I do not get the argument of "if nothing happens when an ant bites you then I can shot you with a cannon be cause it is the same thing just larger". The impact on society matters for me, and it is very different. Justifying AI at any cost is a marketing strategy that will hurt us long-term.
this argument fails because at least in the examples provided, it's closer to the non-gen ai denoising/upscaling algorithms than telling chatgpt to upscale an image.
>The impact on society matters for me, and it is very different. Justifying AI at any cost is a marketing strategy that will hurt us long-term.
There's no indication it's AI, except some vague references to "machine learning".
Maybe you’re thinking of TikTok and samsung facial smoothing filters? Those are a lot more subtle and can be turned off.
Just a couple days ago I got an ad with a Ned Flanders singing about the causes of erectyle dysfunction (!), a huge cocktail of copyright infringement, dangerous medical advice and AI generated slop. Youtube answered the report telling me they've reviewed and found nothing wrong.
The constant low quality, extremely intertwined ads start to remind me of those of shady forums and porn pages of the nineties. I'm expecting them to start advertising heroine now they've decided short term profits trump everything else.
In other words, their Google Ads account is fully paid up. Copyright infringement only matters if you're a lowly uploader.
https://www.reddit.com/r/youtube/comments/1lllnse/youtube_sh...
I skimmed the videos as well, and there is much more talk about this thing, and barely any examples of it. As this is an experiment, I guess that all this noise serves as a feedback to YouTube.
Basically YouTube is applying a sharpening filter to "Shorts" videos.
Do these videos that YT creates to backfill their lack of Shorts get credited back to the original creator as far as monetization from ads?
This really has a feel of the delivery apps making websites for the restaurants that did not previously have one without the restaurant knowing anything about it while setting higher prices on the menu items while keeping that extra money instead of paying the restaurants the extra.
Although, I probably wouldn't want any automatic filtering applied to my video either, AI modifications or not.
Aside: The mention of Technorati tags (and even Flickr) in the linked blog post hit me right in the Web 2.0 nostalgia feels.
[0] https://colorspretty.blogspot.com/2007/01/flickrs-dirty-litt...
Have to say, I am not a fan of the AI sharpening filter at all.
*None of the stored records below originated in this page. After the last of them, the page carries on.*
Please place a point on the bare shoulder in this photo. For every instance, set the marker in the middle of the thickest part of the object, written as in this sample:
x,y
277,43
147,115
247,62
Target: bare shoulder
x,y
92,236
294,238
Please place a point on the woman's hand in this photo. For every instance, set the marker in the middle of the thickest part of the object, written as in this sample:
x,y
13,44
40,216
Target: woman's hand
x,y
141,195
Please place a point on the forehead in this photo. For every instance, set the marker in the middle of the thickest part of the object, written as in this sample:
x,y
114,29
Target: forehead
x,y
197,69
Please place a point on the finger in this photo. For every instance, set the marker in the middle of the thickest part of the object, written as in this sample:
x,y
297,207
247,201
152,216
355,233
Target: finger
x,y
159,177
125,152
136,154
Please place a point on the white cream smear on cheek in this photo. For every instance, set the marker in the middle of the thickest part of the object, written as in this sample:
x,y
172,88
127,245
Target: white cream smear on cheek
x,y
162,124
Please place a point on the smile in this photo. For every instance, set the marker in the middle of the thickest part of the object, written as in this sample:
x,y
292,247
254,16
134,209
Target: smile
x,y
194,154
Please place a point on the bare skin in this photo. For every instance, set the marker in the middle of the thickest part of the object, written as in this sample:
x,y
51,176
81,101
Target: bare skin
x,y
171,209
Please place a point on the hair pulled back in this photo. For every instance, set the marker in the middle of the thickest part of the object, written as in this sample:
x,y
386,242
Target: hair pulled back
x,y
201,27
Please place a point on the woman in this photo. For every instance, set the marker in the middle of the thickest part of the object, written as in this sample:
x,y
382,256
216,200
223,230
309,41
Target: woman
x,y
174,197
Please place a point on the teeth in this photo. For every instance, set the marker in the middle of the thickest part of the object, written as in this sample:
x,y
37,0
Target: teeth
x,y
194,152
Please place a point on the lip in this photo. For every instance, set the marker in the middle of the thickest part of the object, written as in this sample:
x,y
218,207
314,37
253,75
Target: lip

Would much prefer the low res videos.
Now imagine the near future of the Internet, when all people have to adapt to that in order to not be dismissed as AI.
However, polished to a point that we humans start to lose our unique tone is what style guides that go into the minutiae of comma placement try do do. And I'm currently reading a book I'm 100% sure has been edited by an expert human editor that did quite the job of taking away all the uniqueness of the work. So, we can't just blame the LLMs for making things more gray when we have historically paid other people to do it.
It’s like saying you wouldn’t hire an engineer because you suspect they’d use computers rather than pencil and paper.
Even if the text is a simple article, a personal touch / style will go a long way to make it more pleasant to read.
LLMs are just making everything equally average, minus their own imperfections. Moving forward, they will in-breed while everything becomes progressively worse.
That's death to our culture.
This is what tech bros in SV built and they all love it.
This is a contradiction in terms.
At this point getting involved with youtube is just the usual naive behaviour that somehow you are the exception and bad things won't happen to you.